Authored by ncw on Jan 24 2018, 10:45 AM.

Details

Reviewers
sbc100
sunfish
Summary

This patch gets rid of the Globals! Now we have "true" Data symbols, as requested by Sam.

And, there's an explicit symbol table.

All tests pass (after some updates). Function bodies and relocations etc have not changed, which adds confidence that it's working.

First half of symbol table support: D41954

Must be committed along with the corresponding LLD change: D42585

Implements: https://github.com/WebAssembly/tool-conventions/pull/39

Diff Detail

Event Timeline

ncw created this revision.Jan 24 2018, 10:45 AM
ncw updated this revision to Diff 131483.Jan 25 2018, 10:52 AM
ncw retitled this revision from [WebAssembly] Symbol changes #7: add symtab, LLVM to [WebAssembly] Add symbol table to LLVM, 2/2.
ncw edited the summary of this revision. (Show Details)
ncw added reviewers: sbc100, sunfish.

I had a few hours this afternoon after my "real" work, and finished off the first implementation: all tests now passing!

(NB corresponding LLD changes not yet done.)

ncw updated this revision to Diff 131611.Jan 26 2018, 10:15 AM
ncw edited the summary of this revision. (Show Details)

Updated:

  • Added some more bits and pieces to truly make Wasm globals first-class objects
  • Removed some unused code for emitting globals from a .global_variables section, seems to be completely unused

This changeset is getting a little bit big, but it is actually rather hard to split up.

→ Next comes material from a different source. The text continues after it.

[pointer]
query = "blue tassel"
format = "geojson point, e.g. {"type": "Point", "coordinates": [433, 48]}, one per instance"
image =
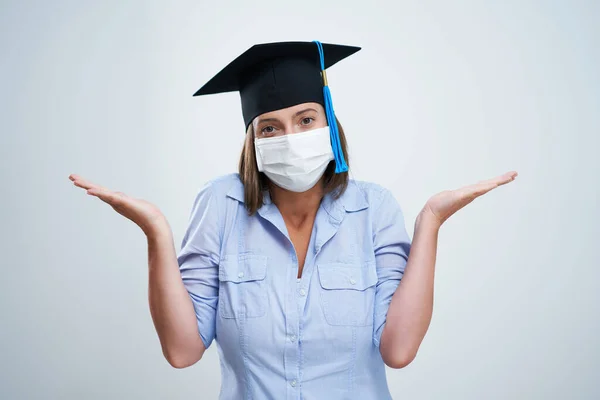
{"type": "Point", "coordinates": [340, 162]}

There's not much that could be done independently in its own commit - not without making the intermediate bits non-functioning. Hmm. Removing the .global_variables section could be split out.

In any case, there six other reviews that need to go in before this one, so we'll maybe get onto the review of all this code next week.

sbc100 added inline comments.Jan 29 2018, 5:18 PM
include/llvm/BinaryFormat/Wasm.h
75

This separation of GlobalType looks good, but can perhaps be standalone change unrelated to symbols?

150

How about WasmDataReference or something like that? Since this isn't really symbol but a location a symbol can point to right?

151

Segment?

227

Can this be split out and added separately? (Or is it only relevant in this context?)

include/llvm/Object/Wasm.h
41

If these mirror the existing types then maybe just drop this enum completely?

57–58

I think we can drop SymbolIndex completely now can't we? The yaml can still include it just like it does for the other Index's but I don't think needs to be part of this data structure does it?

test/Object/obj2yaml.test
658

Can you just call this "Index" and have it come first, just like we do for the other indexes (i.e. Type index). It should always be contiguous and always start at zero but can still be useful in the yaml output I think.

Some initial comments. Looks good in general!

Although I like small changes, I'm not sure I want to land that part 1 of this separately. Lets see how this evolves and how they look when combined too.

lib/MC/WasmObjectWriter.cpp
575

Nice!

1210

If this only __stack_pointer right now, can we wait on adding support for defined globals? Can this, and WASM_COMDAT_GLOBAL itself be a separate change?

ncw added a comment.Jan 30 2018, 4:44 PM

Some initial comments. Looks good in general!

Although I like small changes, I'm not sure I want to land that part 1 of this separately. Lets see how this evolves and how they look when combined too.

Parts 1 & 2 should certainly be in different svn commits (I feel), because otherwise you'd have a single commit where basically every line of test code changes. In the current split, roughly half the test output changes in each commit, which is rather more reassuring. Are you suggesting actually squashing them into a single mega-review?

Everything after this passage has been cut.